Though economic activity is expected to remain muted in FY 2020-21, strong NBFCs maintain a ‘cautiously optimistic’ view and are expected to perform well as many have reported strong revival, almost to pre-COVID levels, in disbursements and collections, the RBI report said.

MFs lose confidence in NBFCs?

The waning confidence of mutual funds in NBFCs’ papers continued in 2019-20 and 2020- 21 (up to June 2020) even though their investments were largely limited to a few large and well-rated NBFCs, the RBI said. Growth in mutual funds’ subscription to NCDs of medium NBFCs declined from the second half of 2019-20.
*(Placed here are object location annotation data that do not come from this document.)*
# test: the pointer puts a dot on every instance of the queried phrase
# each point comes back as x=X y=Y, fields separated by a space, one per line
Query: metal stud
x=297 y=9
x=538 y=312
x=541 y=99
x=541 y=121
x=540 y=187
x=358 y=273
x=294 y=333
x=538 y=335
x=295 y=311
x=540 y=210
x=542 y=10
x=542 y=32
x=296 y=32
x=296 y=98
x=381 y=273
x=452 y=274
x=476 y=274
In the case of CPs, mutual funds’ confidence was dampened by prevailing market pessimism and liquidity stress. “While mutual funds held only a minuscule share of NCDs and CPs of small NBFCs, they exited in March 2020 and June 2020 due to heightened risk aversion in the aftermath of COVID-19,” the RBI said.

Bank lending to NBFCs

In 2019-20, banks’ subscription to NBFCs’ debentures and CPs declined on risk aversion, the RBI said. In H1 of 2020-21, overall bank exposure to NBFCs continued to grow due to higher direct lending by banks as well as their investment in debentures, the report said, adding growth in lending via CPs (commercial papers) to NBFCs was in negative territory in September 2020 following a pick-up in Q1 of 2020-2021.